The issue joined and tried by the jury, and found for the plaintiff below, was an immaterial one. There was no error in the ruling of the court excluding testimony, nor in allowing the evidence by the printed book, purporting, as it did, to have been published by authority: Dig., p. 490, sec. 2; nor was the evidence unnecessary, as it proved the powers and capacity of the corporation to contract, although its existence and capacity to sue were admitted by the plea. The burden to discredit the book was on the defendant below: Inhabitants of Raynham v. Canton, 3 Pick. 293; Alderman and Council v. Finley, 10 Ark. 423 [ante, p. 244], decided at the present term.
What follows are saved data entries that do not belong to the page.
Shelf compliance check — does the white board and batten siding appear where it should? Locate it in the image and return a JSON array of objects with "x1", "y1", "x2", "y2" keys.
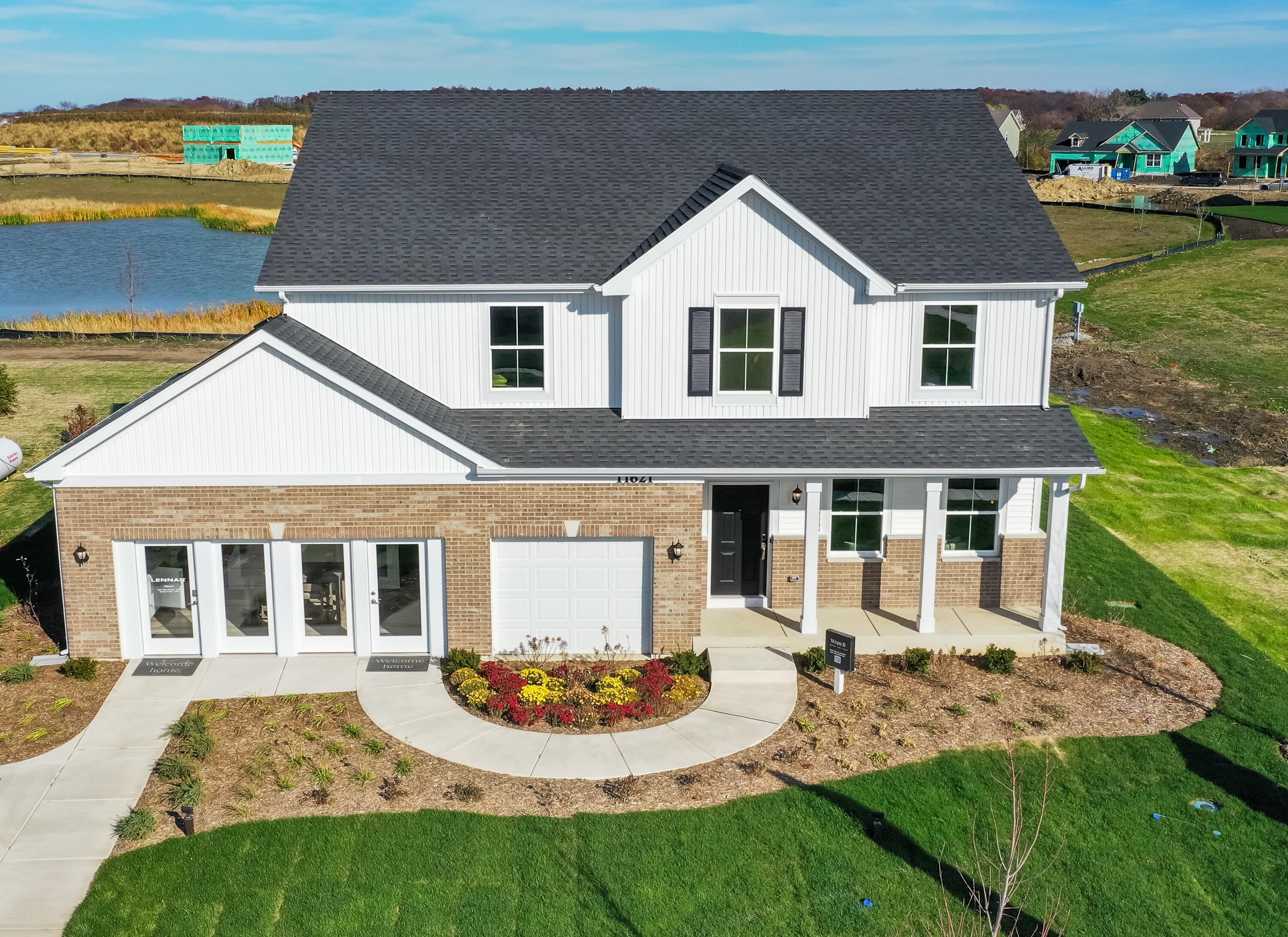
[
  {"x1": 492, "y1": 537, "x2": 652, "y2": 654},
  {"x1": 286, "y1": 290, "x2": 622, "y2": 409},
  {"x1": 67, "y1": 346, "x2": 473, "y2": 482}
]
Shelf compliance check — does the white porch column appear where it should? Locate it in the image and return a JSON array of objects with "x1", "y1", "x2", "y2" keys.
[
  {"x1": 1042, "y1": 475, "x2": 1069, "y2": 631},
  {"x1": 801, "y1": 480, "x2": 823, "y2": 634},
  {"x1": 917, "y1": 479, "x2": 944, "y2": 634}
]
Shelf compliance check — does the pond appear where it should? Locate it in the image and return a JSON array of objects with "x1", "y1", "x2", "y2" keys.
[{"x1": 0, "y1": 218, "x2": 269, "y2": 321}]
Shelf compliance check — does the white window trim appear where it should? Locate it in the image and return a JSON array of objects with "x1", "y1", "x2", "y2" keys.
[
  {"x1": 818, "y1": 475, "x2": 893, "y2": 562},
  {"x1": 908, "y1": 297, "x2": 988, "y2": 402},
  {"x1": 480, "y1": 300, "x2": 554, "y2": 403},
  {"x1": 711, "y1": 295, "x2": 783, "y2": 407},
  {"x1": 939, "y1": 475, "x2": 1005, "y2": 562}
]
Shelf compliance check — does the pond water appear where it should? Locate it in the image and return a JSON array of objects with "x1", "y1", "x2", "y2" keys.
[{"x1": 0, "y1": 218, "x2": 269, "y2": 321}]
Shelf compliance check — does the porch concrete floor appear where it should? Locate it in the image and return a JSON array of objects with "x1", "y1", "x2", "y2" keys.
[{"x1": 693, "y1": 605, "x2": 1065, "y2": 654}]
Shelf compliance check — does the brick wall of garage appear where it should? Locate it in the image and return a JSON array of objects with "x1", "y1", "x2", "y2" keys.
[
  {"x1": 55, "y1": 482, "x2": 707, "y2": 658},
  {"x1": 770, "y1": 535, "x2": 1046, "y2": 609}
]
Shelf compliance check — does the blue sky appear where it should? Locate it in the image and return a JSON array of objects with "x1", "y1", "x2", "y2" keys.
[{"x1": 0, "y1": 0, "x2": 1288, "y2": 109}]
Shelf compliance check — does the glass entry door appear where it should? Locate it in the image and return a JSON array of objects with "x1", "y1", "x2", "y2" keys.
[
  {"x1": 298, "y1": 543, "x2": 353, "y2": 652},
  {"x1": 219, "y1": 543, "x2": 277, "y2": 654},
  {"x1": 368, "y1": 543, "x2": 429, "y2": 654},
  {"x1": 139, "y1": 543, "x2": 201, "y2": 656}
]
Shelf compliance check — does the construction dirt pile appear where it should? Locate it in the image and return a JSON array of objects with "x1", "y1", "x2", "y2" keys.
[{"x1": 1029, "y1": 176, "x2": 1141, "y2": 202}]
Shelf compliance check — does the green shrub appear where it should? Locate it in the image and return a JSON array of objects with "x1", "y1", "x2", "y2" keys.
[
  {"x1": 178, "y1": 732, "x2": 215, "y2": 761},
  {"x1": 112, "y1": 807, "x2": 157, "y2": 842},
  {"x1": 0, "y1": 364, "x2": 18, "y2": 417},
  {"x1": 0, "y1": 664, "x2": 36, "y2": 683},
  {"x1": 152, "y1": 754, "x2": 197, "y2": 781},
  {"x1": 903, "y1": 647, "x2": 935, "y2": 673},
  {"x1": 666, "y1": 651, "x2": 707, "y2": 677},
  {"x1": 984, "y1": 645, "x2": 1015, "y2": 673},
  {"x1": 58, "y1": 658, "x2": 98, "y2": 682},
  {"x1": 166, "y1": 775, "x2": 206, "y2": 807},
  {"x1": 1069, "y1": 651, "x2": 1100, "y2": 673},
  {"x1": 792, "y1": 647, "x2": 827, "y2": 673},
  {"x1": 442, "y1": 647, "x2": 483, "y2": 676}
]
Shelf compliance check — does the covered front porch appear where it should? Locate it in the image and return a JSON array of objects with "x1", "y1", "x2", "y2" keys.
[{"x1": 693, "y1": 605, "x2": 1065, "y2": 655}]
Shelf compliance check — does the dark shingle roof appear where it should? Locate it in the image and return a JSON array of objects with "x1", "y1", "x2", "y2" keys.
[
  {"x1": 263, "y1": 315, "x2": 1100, "y2": 472},
  {"x1": 259, "y1": 90, "x2": 1081, "y2": 286}
]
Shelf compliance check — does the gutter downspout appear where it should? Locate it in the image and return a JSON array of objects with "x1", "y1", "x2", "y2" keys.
[{"x1": 1041, "y1": 290, "x2": 1064, "y2": 409}]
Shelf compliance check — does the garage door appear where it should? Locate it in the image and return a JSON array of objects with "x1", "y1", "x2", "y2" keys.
[{"x1": 492, "y1": 538, "x2": 652, "y2": 654}]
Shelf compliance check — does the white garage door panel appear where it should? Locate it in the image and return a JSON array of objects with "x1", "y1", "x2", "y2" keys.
[{"x1": 492, "y1": 538, "x2": 652, "y2": 654}]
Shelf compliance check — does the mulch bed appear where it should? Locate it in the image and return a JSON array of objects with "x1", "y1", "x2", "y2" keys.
[
  {"x1": 117, "y1": 615, "x2": 1221, "y2": 852},
  {"x1": 1051, "y1": 340, "x2": 1288, "y2": 467},
  {"x1": 0, "y1": 605, "x2": 125, "y2": 764}
]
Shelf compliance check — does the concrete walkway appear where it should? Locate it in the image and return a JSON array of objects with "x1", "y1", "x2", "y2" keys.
[
  {"x1": 358, "y1": 647, "x2": 796, "y2": 780},
  {"x1": 0, "y1": 654, "x2": 359, "y2": 937}
]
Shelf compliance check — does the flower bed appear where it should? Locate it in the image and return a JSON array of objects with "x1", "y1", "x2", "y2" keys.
[{"x1": 443, "y1": 658, "x2": 707, "y2": 734}]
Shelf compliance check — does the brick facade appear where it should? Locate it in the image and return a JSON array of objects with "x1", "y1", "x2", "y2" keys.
[
  {"x1": 55, "y1": 484, "x2": 707, "y2": 658},
  {"x1": 770, "y1": 535, "x2": 1046, "y2": 609}
]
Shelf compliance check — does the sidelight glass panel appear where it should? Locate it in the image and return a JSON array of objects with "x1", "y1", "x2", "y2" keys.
[
  {"x1": 376, "y1": 543, "x2": 424, "y2": 637},
  {"x1": 300, "y1": 543, "x2": 349, "y2": 637},
  {"x1": 220, "y1": 543, "x2": 268, "y2": 637},
  {"x1": 143, "y1": 544, "x2": 194, "y2": 638}
]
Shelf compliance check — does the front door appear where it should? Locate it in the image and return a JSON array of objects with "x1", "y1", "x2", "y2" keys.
[
  {"x1": 139, "y1": 543, "x2": 201, "y2": 656},
  {"x1": 711, "y1": 485, "x2": 769, "y2": 598},
  {"x1": 367, "y1": 543, "x2": 429, "y2": 654}
]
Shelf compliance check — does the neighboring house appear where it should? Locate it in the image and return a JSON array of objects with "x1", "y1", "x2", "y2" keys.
[
  {"x1": 1123, "y1": 98, "x2": 1212, "y2": 143},
  {"x1": 1230, "y1": 111, "x2": 1288, "y2": 179},
  {"x1": 988, "y1": 108, "x2": 1024, "y2": 156},
  {"x1": 28, "y1": 91, "x2": 1103, "y2": 658},
  {"x1": 1051, "y1": 120, "x2": 1199, "y2": 175}
]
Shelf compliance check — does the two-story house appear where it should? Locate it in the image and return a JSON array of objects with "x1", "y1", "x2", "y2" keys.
[
  {"x1": 30, "y1": 91, "x2": 1101, "y2": 658},
  {"x1": 1051, "y1": 120, "x2": 1199, "y2": 175},
  {"x1": 1230, "y1": 111, "x2": 1288, "y2": 179}
]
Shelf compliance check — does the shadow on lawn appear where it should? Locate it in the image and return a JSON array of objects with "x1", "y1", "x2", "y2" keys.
[
  {"x1": 772, "y1": 771, "x2": 1061, "y2": 937},
  {"x1": 1171, "y1": 732, "x2": 1288, "y2": 824}
]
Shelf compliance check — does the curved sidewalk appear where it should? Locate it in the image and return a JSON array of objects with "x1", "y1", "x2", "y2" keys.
[{"x1": 358, "y1": 647, "x2": 796, "y2": 780}]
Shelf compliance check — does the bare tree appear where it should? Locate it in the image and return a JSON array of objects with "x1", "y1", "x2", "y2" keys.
[{"x1": 121, "y1": 246, "x2": 143, "y2": 335}]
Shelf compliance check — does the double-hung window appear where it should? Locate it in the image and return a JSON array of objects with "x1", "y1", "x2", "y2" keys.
[
  {"x1": 720, "y1": 309, "x2": 774, "y2": 394},
  {"x1": 491, "y1": 306, "x2": 546, "y2": 390},
  {"x1": 829, "y1": 479, "x2": 885, "y2": 553},
  {"x1": 921, "y1": 305, "x2": 979, "y2": 388},
  {"x1": 944, "y1": 479, "x2": 1001, "y2": 553}
]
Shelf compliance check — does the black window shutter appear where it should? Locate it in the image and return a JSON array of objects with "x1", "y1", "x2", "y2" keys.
[
  {"x1": 778, "y1": 306, "x2": 805, "y2": 397},
  {"x1": 689, "y1": 306, "x2": 716, "y2": 397}
]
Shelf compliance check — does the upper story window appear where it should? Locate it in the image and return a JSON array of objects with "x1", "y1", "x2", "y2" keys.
[
  {"x1": 489, "y1": 306, "x2": 546, "y2": 390},
  {"x1": 719, "y1": 309, "x2": 774, "y2": 394},
  {"x1": 828, "y1": 479, "x2": 885, "y2": 553},
  {"x1": 944, "y1": 479, "x2": 1002, "y2": 553},
  {"x1": 921, "y1": 305, "x2": 979, "y2": 388}
]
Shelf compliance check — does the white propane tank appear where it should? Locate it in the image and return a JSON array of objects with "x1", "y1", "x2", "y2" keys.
[{"x1": 0, "y1": 437, "x2": 22, "y2": 480}]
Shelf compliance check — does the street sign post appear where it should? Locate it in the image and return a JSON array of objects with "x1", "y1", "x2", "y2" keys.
[{"x1": 823, "y1": 628, "x2": 854, "y2": 692}]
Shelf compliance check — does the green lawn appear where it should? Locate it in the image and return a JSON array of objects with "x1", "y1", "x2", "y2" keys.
[
  {"x1": 1043, "y1": 205, "x2": 1216, "y2": 265},
  {"x1": 0, "y1": 176, "x2": 286, "y2": 214},
  {"x1": 1212, "y1": 202, "x2": 1288, "y2": 224},
  {"x1": 1059, "y1": 241, "x2": 1288, "y2": 409}
]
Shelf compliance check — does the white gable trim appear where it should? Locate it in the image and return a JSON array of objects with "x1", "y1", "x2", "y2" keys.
[
  {"x1": 26, "y1": 330, "x2": 498, "y2": 484},
  {"x1": 599, "y1": 175, "x2": 895, "y2": 296}
]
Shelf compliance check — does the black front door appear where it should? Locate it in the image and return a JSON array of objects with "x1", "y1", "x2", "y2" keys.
[{"x1": 711, "y1": 485, "x2": 769, "y2": 596}]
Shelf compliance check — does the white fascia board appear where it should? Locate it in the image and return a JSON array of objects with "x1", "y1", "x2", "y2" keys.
[
  {"x1": 477, "y1": 466, "x2": 1106, "y2": 484},
  {"x1": 24, "y1": 331, "x2": 495, "y2": 484},
  {"x1": 599, "y1": 175, "x2": 895, "y2": 296},
  {"x1": 255, "y1": 283, "x2": 595, "y2": 294},
  {"x1": 895, "y1": 279, "x2": 1087, "y2": 292}
]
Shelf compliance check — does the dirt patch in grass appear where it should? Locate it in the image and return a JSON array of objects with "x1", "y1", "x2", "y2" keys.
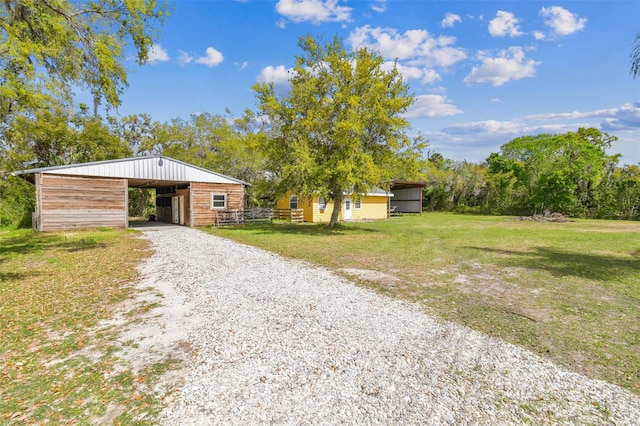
[
  {"x1": 338, "y1": 268, "x2": 402, "y2": 289},
  {"x1": 0, "y1": 229, "x2": 180, "y2": 424}
]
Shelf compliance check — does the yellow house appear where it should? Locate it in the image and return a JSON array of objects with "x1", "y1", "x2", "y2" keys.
[{"x1": 276, "y1": 188, "x2": 393, "y2": 222}]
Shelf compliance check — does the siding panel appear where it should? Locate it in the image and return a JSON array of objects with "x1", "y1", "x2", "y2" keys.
[
  {"x1": 191, "y1": 182, "x2": 244, "y2": 226},
  {"x1": 36, "y1": 174, "x2": 127, "y2": 231}
]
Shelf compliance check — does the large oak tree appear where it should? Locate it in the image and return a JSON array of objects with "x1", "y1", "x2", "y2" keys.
[{"x1": 253, "y1": 35, "x2": 424, "y2": 227}]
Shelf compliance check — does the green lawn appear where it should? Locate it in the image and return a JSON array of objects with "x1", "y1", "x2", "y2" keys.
[
  {"x1": 209, "y1": 213, "x2": 640, "y2": 393},
  {"x1": 0, "y1": 230, "x2": 170, "y2": 424}
]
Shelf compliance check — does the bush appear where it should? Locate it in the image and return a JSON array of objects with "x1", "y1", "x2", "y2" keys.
[{"x1": 0, "y1": 176, "x2": 35, "y2": 228}]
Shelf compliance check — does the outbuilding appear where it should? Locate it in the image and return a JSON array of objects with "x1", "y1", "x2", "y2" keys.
[
  {"x1": 14, "y1": 156, "x2": 248, "y2": 231},
  {"x1": 391, "y1": 179, "x2": 427, "y2": 214}
]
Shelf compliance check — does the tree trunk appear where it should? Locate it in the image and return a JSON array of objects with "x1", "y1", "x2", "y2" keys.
[{"x1": 329, "y1": 192, "x2": 344, "y2": 228}]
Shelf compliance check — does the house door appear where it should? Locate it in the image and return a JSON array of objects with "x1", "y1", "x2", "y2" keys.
[
  {"x1": 343, "y1": 198, "x2": 353, "y2": 220},
  {"x1": 171, "y1": 195, "x2": 184, "y2": 225}
]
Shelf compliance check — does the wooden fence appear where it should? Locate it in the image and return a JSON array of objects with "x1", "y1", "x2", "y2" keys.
[
  {"x1": 216, "y1": 208, "x2": 304, "y2": 226},
  {"x1": 216, "y1": 208, "x2": 275, "y2": 226}
]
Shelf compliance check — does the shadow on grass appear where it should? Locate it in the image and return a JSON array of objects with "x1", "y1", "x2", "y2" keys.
[
  {"x1": 0, "y1": 234, "x2": 104, "y2": 262},
  {"x1": 215, "y1": 222, "x2": 380, "y2": 236},
  {"x1": 467, "y1": 247, "x2": 640, "y2": 281}
]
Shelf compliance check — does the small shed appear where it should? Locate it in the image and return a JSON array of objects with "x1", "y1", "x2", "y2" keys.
[
  {"x1": 14, "y1": 156, "x2": 248, "y2": 231},
  {"x1": 391, "y1": 179, "x2": 427, "y2": 214}
]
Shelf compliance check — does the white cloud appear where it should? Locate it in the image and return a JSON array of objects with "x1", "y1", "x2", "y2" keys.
[
  {"x1": 257, "y1": 65, "x2": 294, "y2": 86},
  {"x1": 540, "y1": 6, "x2": 587, "y2": 36},
  {"x1": 533, "y1": 31, "x2": 547, "y2": 40},
  {"x1": 371, "y1": 0, "x2": 387, "y2": 13},
  {"x1": 463, "y1": 47, "x2": 540, "y2": 86},
  {"x1": 406, "y1": 95, "x2": 463, "y2": 118},
  {"x1": 382, "y1": 61, "x2": 442, "y2": 84},
  {"x1": 178, "y1": 50, "x2": 195, "y2": 65},
  {"x1": 348, "y1": 25, "x2": 467, "y2": 67},
  {"x1": 148, "y1": 44, "x2": 169, "y2": 64},
  {"x1": 440, "y1": 12, "x2": 462, "y2": 28},
  {"x1": 195, "y1": 47, "x2": 224, "y2": 68},
  {"x1": 442, "y1": 120, "x2": 522, "y2": 135},
  {"x1": 489, "y1": 10, "x2": 523, "y2": 37},
  {"x1": 276, "y1": 0, "x2": 352, "y2": 24}
]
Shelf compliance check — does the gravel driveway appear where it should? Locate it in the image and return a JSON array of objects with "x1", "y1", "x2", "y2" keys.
[{"x1": 129, "y1": 227, "x2": 640, "y2": 425}]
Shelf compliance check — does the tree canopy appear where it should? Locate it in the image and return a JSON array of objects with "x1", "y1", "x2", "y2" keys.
[
  {"x1": 253, "y1": 35, "x2": 425, "y2": 226},
  {"x1": 0, "y1": 0, "x2": 166, "y2": 123}
]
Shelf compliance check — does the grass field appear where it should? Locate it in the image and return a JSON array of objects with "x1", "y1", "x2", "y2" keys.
[
  {"x1": 0, "y1": 230, "x2": 170, "y2": 425},
  {"x1": 209, "y1": 213, "x2": 640, "y2": 394}
]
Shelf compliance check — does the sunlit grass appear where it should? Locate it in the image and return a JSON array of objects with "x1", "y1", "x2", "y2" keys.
[
  {"x1": 210, "y1": 214, "x2": 640, "y2": 393},
  {"x1": 0, "y1": 230, "x2": 170, "y2": 424}
]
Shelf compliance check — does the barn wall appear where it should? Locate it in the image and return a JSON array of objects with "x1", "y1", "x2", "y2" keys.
[
  {"x1": 36, "y1": 173, "x2": 127, "y2": 231},
  {"x1": 190, "y1": 182, "x2": 244, "y2": 226}
]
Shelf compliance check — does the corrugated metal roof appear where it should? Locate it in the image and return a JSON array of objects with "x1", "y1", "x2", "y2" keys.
[{"x1": 13, "y1": 156, "x2": 248, "y2": 185}]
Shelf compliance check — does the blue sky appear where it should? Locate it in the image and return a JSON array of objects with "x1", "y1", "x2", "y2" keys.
[{"x1": 112, "y1": 0, "x2": 640, "y2": 164}]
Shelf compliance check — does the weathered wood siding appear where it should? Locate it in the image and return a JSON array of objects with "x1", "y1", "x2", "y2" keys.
[
  {"x1": 190, "y1": 182, "x2": 244, "y2": 226},
  {"x1": 352, "y1": 196, "x2": 387, "y2": 220},
  {"x1": 36, "y1": 173, "x2": 128, "y2": 231}
]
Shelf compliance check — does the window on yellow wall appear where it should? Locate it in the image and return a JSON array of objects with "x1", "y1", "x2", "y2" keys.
[{"x1": 318, "y1": 197, "x2": 327, "y2": 210}]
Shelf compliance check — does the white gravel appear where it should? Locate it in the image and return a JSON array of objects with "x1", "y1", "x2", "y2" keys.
[{"x1": 131, "y1": 227, "x2": 640, "y2": 425}]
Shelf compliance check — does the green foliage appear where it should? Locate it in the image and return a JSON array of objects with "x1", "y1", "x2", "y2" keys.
[
  {"x1": 210, "y1": 215, "x2": 640, "y2": 393},
  {"x1": 0, "y1": 0, "x2": 166, "y2": 123},
  {"x1": 0, "y1": 176, "x2": 35, "y2": 228},
  {"x1": 423, "y1": 128, "x2": 640, "y2": 219},
  {"x1": 253, "y1": 36, "x2": 425, "y2": 226},
  {"x1": 0, "y1": 106, "x2": 131, "y2": 170},
  {"x1": 128, "y1": 188, "x2": 156, "y2": 218}
]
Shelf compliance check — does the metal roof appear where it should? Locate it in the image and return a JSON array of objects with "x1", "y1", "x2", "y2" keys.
[{"x1": 13, "y1": 156, "x2": 249, "y2": 186}]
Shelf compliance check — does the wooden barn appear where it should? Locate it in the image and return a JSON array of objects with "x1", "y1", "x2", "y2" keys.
[
  {"x1": 391, "y1": 179, "x2": 427, "y2": 214},
  {"x1": 15, "y1": 157, "x2": 248, "y2": 231}
]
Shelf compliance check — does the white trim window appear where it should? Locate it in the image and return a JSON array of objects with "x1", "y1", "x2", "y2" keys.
[
  {"x1": 289, "y1": 195, "x2": 298, "y2": 210},
  {"x1": 211, "y1": 193, "x2": 227, "y2": 210},
  {"x1": 318, "y1": 197, "x2": 327, "y2": 210}
]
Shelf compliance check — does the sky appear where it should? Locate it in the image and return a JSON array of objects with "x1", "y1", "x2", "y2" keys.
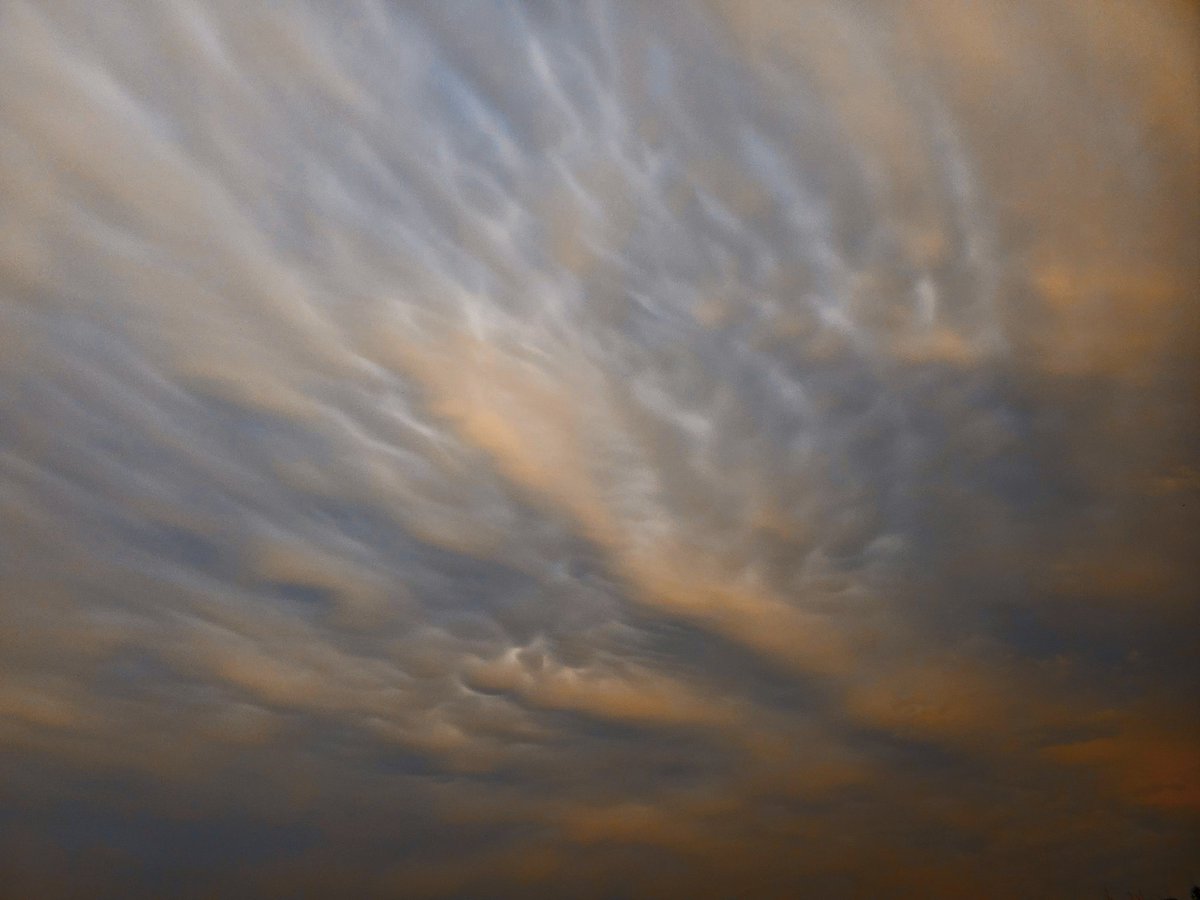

Let the judgment be reversed, and the cause remanded to be proceeded with.

FOREIGN CORPORATION NEED NOT AVER ITS LEGAL INCORPORATION in an action by it: Bennington Iron Co. v. Rutherford, 35 Am. Dec. 528; Lewis v. Bk. of Ky., 40 Id. 469, and cases cited in the notes to those decisions.

FOREIGN STATUTORY LAW, HOW PROVED: See White v. St. Guirons, 12 Am. Dec. 56; Biddis v. James, 6 Id. 456; Woodbridge v. Austin, 4 Id. 740; Hunter v. Fulcher, 16 Id. 738; State v. Twitty, 11 Id. 779; Canfield v. State, 1 Id. 71; Kenny v. Clarkson, 3 Id. 336.

ABSENCE NO EXCEPTION TO STATUTE OF LIMITATIONS, UNLESS EXPRESSED: See the note to Morgan v. Robinson, 13 Am. Dec. 366, discussing this subject.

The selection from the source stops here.